Newton's equation for a free falling object with air resistance of mass m kilograms says that its velocity v(t) satisfies the DE

mv'(t) = mg - kv(t)

where g = 9.8 \frac{m}{s^2} and v(t) is measured in \frac{m}{s}. Suppose that k=2 \frac{kg}{sec} and that a ball of mass m = 1 kg falls with initial velocity v(0)=0. Round to the nearest tenth.

(a) What is its velocity after 1.5 seconds?
So far I have this, but not sure where to go from this:

dv/dt + 2v = 9.8

(b) What is the terminal velocity?

Your DE yields

v = c e^(-2t) + 4.9
v(0) = 0 means c = -4.9, so

v(t) = 4.9 - 4.9e^(-2t)

(a) plug in t=1.5
(b) v(∞) = 4.9

To find the velocity of the object after 1.5 seconds, we need to solve the differential equation:

mv'(t) = mg - kv(t)

First, let's rewrite the equation in terms of acceleration (a) instead of velocity (v):

ma = mg - kv(t)

Since a = v'(t), we can rearrange the equation as:

mv'(t) + kv(t) = mg

Now, substitute the given values of m = 1 kg, k = 2 kg/sec, and g = 9.8 m/s² into the equation:

v'(t) + 2v(t) = 9.8

This is a first-order linear ordinary differential equation (ODE) in the form of:

v'(t) + p(t)v(t) = q(t)

where p(t) = 2 and q(t) = 9.8.

To solve this type of equation, we can use an integrating factor.

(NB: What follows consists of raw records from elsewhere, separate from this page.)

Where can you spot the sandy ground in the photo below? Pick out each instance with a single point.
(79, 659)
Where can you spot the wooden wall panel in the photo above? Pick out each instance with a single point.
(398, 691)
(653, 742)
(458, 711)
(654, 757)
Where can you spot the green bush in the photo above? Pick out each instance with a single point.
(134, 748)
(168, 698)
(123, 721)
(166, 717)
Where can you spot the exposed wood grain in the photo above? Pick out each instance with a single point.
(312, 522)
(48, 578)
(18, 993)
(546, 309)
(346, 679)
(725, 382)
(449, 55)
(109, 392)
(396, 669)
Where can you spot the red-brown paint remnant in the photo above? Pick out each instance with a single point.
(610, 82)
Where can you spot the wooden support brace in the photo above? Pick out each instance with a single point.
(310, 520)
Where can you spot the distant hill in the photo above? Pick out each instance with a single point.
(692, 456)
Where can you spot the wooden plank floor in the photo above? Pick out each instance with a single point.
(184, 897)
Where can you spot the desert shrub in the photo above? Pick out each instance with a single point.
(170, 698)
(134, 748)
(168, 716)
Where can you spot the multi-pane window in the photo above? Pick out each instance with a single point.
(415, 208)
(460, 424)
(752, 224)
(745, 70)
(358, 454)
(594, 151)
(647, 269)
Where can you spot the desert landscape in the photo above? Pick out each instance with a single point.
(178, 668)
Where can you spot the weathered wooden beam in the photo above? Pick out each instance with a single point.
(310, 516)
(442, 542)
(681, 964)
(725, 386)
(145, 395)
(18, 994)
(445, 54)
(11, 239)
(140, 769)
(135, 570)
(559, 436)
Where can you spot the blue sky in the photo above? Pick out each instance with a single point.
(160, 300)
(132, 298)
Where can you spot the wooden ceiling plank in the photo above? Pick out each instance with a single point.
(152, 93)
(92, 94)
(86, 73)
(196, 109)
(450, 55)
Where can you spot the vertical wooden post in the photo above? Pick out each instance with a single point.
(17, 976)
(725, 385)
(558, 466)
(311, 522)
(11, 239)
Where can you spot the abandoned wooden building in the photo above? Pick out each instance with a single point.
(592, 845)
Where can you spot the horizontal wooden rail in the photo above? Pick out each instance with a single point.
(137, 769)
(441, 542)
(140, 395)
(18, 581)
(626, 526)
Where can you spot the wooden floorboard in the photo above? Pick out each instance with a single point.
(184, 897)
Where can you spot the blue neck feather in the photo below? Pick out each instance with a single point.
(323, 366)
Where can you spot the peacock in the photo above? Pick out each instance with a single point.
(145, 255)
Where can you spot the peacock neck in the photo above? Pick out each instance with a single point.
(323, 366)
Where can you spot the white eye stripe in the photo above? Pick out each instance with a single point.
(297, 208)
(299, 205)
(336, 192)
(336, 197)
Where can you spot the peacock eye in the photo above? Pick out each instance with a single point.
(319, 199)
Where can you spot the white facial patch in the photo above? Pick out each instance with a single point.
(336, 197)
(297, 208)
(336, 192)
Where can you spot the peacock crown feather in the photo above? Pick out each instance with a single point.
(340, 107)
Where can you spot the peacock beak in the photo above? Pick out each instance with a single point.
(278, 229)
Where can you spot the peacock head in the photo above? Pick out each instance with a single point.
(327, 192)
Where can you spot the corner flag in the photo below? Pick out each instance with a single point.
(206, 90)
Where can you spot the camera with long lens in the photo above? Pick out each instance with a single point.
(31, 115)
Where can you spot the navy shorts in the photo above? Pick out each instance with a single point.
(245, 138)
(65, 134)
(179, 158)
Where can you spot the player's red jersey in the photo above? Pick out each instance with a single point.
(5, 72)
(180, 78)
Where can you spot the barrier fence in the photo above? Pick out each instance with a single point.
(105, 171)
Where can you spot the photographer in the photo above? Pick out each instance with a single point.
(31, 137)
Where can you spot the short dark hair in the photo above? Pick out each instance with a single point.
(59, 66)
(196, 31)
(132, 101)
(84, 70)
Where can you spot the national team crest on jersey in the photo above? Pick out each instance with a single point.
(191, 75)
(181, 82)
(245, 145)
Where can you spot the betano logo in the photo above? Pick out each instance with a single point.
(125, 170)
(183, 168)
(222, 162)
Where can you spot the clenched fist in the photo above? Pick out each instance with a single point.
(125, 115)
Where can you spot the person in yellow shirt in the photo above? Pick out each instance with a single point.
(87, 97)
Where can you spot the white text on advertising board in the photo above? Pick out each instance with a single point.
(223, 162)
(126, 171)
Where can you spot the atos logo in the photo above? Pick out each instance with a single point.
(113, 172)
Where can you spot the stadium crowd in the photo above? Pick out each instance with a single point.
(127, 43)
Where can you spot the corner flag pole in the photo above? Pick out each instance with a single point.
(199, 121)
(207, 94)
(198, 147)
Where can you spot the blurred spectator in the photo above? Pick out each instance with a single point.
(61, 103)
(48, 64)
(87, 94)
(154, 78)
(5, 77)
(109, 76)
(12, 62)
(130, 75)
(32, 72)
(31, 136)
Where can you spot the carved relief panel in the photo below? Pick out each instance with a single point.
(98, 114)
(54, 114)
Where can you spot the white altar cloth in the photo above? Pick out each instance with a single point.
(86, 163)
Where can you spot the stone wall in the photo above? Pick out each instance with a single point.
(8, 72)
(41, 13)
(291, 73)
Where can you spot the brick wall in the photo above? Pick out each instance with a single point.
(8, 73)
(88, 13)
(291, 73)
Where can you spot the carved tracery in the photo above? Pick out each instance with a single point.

The integrating factor (IF) is given by:

IF = e^(∫p(t)dt) = e^(∫2dt) = e^(2t)

Now, multiply both sides of the equation by the integrating factor:

e^(2t)v'(t) + 2e^(2t)v(t) = 9.8e^(2t)

Apply the product rule on the left side to simplify:

(d/dt)(e^(2t)v(t)) = 9.8e^(2t)

Integrate both sides with respect to t:

∫(d/dt)(e^(2t)v(t)) dt = ∫9.8e^(2t) dt

e^(2t)v(t) = ∫9.8e^(2t) dt

Integrating the right side of the equation gives:

e^(2t)v(t) = 4.9e^(2t) + C

To find the constant of integration (C), we need to use the initial condition v(0) = 0:

e^(2(0))v(0) = 4.9e^(2(0)) + C
v(0) = 0 = 4.9 + C
C = -4.9

Substitute the value of C back into the equation:

e^(2t)v(t) = 4.9e^(2t) - 4.9

Finally, isolate v(t):

v(t) = (4.9e^(2t) - 4.9) / e^(2t)

Now, we can substitute t = 1.5 seconds into this equation to find the velocity after 1.5 seconds:

v(1.5) = (4.9e^(2(1.5)) - 4.9) / e^(2(1.5))

Evaluate this expression using a calculator or software to get the velocity after 1.5 seconds.

For part (b), the terminal velocity occurs when the velocity (v) becomes constant, meaning v'(t) = 0. Rearranging the original differential equation, we have:

ma = mg - kv(t)
0 = mg - kv(t)

Solving for v(t), we get:

v(t) = mg / k

Substituting the given values of m = 1 kg, g = 9.8 m/s², and k = 2 kg/sec into the equation:

v(t) = (1 kg)(9.8 m/s²) / (2 kg/sec)

Evaluate this expression to find the terminal velocity.